Mont Arbel
"La vue que toutes les cartes postales de la Galilée tentent, en vain, de saisir, depuis quatre cents mètres de haut."
Une falaise abrupte au-dessus de la mer de Galilée, criblée de forteresses rupestres taillées dans la roche, accessible par une échelle de fer boulonnée dans la pierre, offrant la plus belle vue d'ensemble sur tout le lac.
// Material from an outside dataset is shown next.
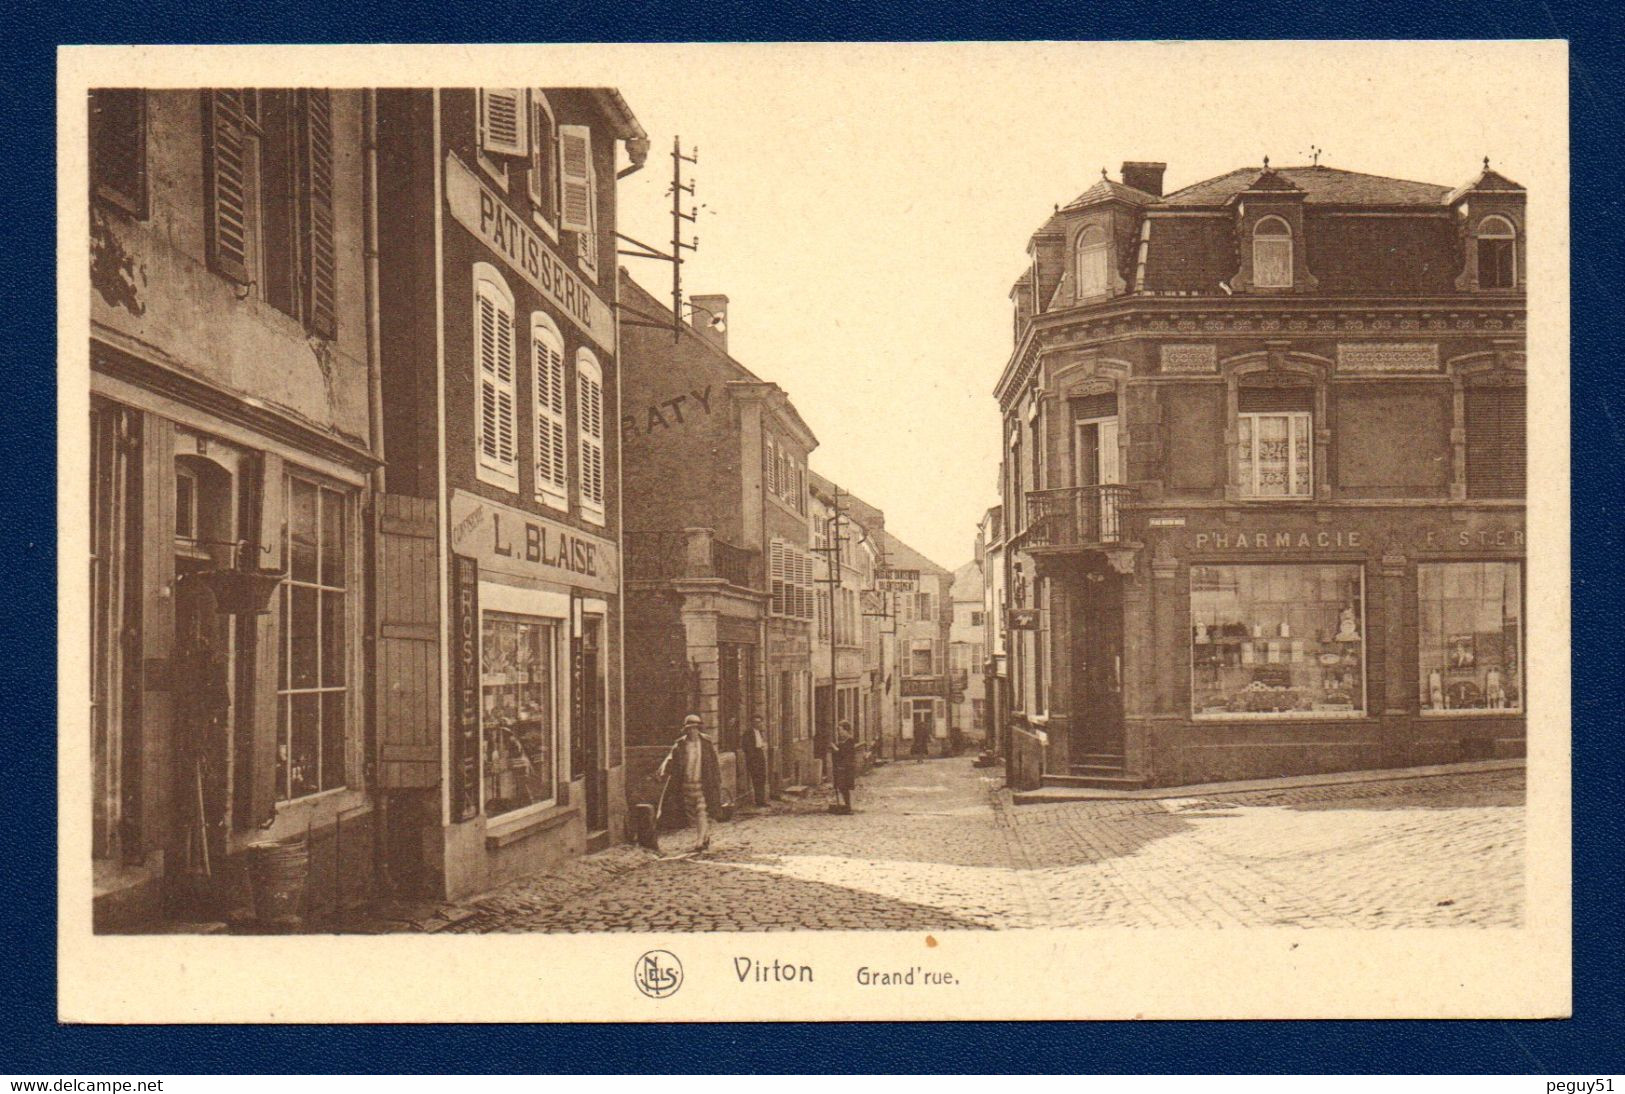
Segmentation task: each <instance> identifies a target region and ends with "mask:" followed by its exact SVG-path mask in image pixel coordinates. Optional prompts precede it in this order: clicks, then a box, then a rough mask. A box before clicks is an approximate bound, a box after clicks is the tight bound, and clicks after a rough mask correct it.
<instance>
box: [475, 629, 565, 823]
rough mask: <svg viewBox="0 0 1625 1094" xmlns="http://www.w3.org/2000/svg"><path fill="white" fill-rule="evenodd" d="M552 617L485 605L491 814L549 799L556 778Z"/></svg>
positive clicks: (485, 725)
Le mont Arbel offre la vue que toute photographie de la mer de Galilée cherche secrètement à reproduire sans jamais tout à fait y parvenir, parce que tout l’intérêt du point de vue depuis Arbel tient à l’échelle — le lac étalé, plat et entier, en contrebas, Tibériade réduite à une tache blanche sur la rive proche, le Golan formant un mur vert sur l’autre rive, tout le bassin visible d’un seul coup d’œil, ce qu’aucune photo prise au bord du lac ne peut restituer. La falaise s’élève presque à la verticale sur près de quatre cents mètres depuis le fond de la vallée, et la courte marche jusqu’au point de vue depuis le parking supérieur ne prend que dix minutes sans relief particulier avant que le sol ne s’efface soudain et que toute la Galilée s’ouvre en dessous de vous. J’y suis arrivé près du coucher du soleil sans avoir vraiment étudié les horaires, et cela s’est révélé être le bon instinct — la lumière rasante fait ressortir les terrasses des collines et teinte le lac d’une couleur de laiton martelé.

L’itinéraire de descente le plus audacieux est celui qui m’a fait comprendre pourquoi Arbel a été disputé pendant deux mille ans. Taillés dans la paroi sous le sommet, subsistent les vestiges de grottes utilisées d’abord comme refuges, puis converties, sous Hérode le Grand, en bastion fortifié — des rebelles s’y sont retranchés contre les forces d’Hérode au premier siècle avant notre ère, et Josèphe décrit le siège brutal qui s’ensuivit, avec des soldats descendus en cordes depuis le sommet pour enfumer les défenseurs hors de grottes trop abruptes pour être atteintes par en bas. Le sentier moderne qui descend la paroi utilise des barreaux de fer et des chaînes boulonnées dans la roche aux passages les plus raides, une escalade réellement exposée qui n’est pas pour ceux qui craignent le vide, même si elle est plus courte et plus sûre qu’elle n’y paraît d’en haut. Debout à l’entrée de l’une des grottes, à regarder droit vers le fond de la vallée avec pour seule compagnie deux mille ans de marques de burin, j’ai immédiatement compris la logique stratégique du lieu — personne ne prenait cette position sans y perdre des hommes.

Le pied de la montagne abrite aussi les ruines d’une synagogue du quatrième siècle dans les anciens champs du village arabe de Kfar Hittim, qui mérite un bref arrêt si vous descendez en boucle, même si la falaise et les grottes restent la vraie raison de venir.
Quand y aller : En fin d’après-midi pour la lumière sur le lac, en arrivant assez tôt avant le coucher du soleil pour faire la descente de la falaise pendant qu’il fait encore jour. Évitez l’itinéraire de l’échelle par temps humide, quand la roche devient glissante.